If you’ve played Skyrim, you probably saw and heard the power that realistic dialogues can bring to a game back in 2021 (a couple of years feels like a lifetime in our new AI-powered age!). 

It felt kind of magical – being able to turn text into engaging and fairly realistic conversations.

The good news is – the technology has moved on even further in recent years. 2023 was a particularly eventful year in AI voice generation. Voices are getting even more lifelike and there are powerful APIs that make it faster and easier than ever to integrate text-to-speech (TTS) capabilities into a game.
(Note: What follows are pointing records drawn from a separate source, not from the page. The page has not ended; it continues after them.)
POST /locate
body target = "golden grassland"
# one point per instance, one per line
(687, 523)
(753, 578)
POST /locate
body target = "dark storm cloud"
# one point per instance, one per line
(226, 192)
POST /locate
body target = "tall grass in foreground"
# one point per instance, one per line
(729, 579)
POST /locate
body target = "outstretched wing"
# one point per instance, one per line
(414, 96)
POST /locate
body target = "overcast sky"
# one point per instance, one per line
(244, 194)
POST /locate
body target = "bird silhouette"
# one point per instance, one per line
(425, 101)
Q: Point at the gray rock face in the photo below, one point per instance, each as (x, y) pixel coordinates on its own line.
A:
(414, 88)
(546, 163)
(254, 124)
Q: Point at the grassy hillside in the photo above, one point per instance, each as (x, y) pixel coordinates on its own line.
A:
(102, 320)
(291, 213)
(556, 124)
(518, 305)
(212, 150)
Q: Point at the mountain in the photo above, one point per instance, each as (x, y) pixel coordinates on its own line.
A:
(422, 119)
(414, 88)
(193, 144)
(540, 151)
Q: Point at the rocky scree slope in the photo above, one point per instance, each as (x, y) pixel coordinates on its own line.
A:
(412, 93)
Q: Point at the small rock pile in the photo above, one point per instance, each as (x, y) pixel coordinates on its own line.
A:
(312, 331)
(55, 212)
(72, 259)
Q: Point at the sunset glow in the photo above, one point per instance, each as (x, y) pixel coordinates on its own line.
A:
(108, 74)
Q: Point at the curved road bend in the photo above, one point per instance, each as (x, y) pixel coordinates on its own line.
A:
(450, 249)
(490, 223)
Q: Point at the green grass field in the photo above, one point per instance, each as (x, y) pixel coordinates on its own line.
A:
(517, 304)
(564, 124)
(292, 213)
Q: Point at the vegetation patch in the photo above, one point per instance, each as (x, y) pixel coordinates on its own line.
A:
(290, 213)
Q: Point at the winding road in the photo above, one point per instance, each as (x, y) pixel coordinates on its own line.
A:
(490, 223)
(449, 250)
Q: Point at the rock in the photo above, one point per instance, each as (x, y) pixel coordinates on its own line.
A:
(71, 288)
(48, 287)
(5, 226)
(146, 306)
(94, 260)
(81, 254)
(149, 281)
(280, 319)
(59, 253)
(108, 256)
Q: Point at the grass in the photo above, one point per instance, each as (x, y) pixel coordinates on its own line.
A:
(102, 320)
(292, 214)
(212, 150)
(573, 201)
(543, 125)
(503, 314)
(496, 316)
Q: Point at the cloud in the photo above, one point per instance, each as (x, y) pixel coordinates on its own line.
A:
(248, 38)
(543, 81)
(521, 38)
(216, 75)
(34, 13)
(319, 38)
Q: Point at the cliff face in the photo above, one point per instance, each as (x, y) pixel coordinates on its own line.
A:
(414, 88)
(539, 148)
But you may have questions – how do you integrate TTS seamlessly into the game engine? Will the latency be low enough to provide a good real-time gaming experience? How do you handle text input and TTS output without crashing the game? 

In this guide, we’ll cover all these questions and more, so read on!

The Evolution of Text-to-Speech for Gaming

If you go back a decade or so, TTS technology wasn’t quite so realistic. The available voices were only good for portraying robots. 

Fast-forward to today and the mechanical voices are a thing of the past. Generative AI techniques, machine learning, and advanced speech synthesis techniques have enabled nuanced, emotive voices that are much more lifelike. 

Modern TTS systems means that game characters can now respond with vocal expressiveness that really brings them to life. Coupled with generative AI chatbots like ChatGPT, the possibility of convincingly accurate real-time interactions is now achievable.

Choosing A Text-to-Speech Provider

The first step to integrating TTS technology into your app is to find a reliable provider. 

There are a number of choices available. You can choose to go for one of the big name providers – AWS Polly, Google Cloud Text-to-Speech, or IBM Watson, for example. 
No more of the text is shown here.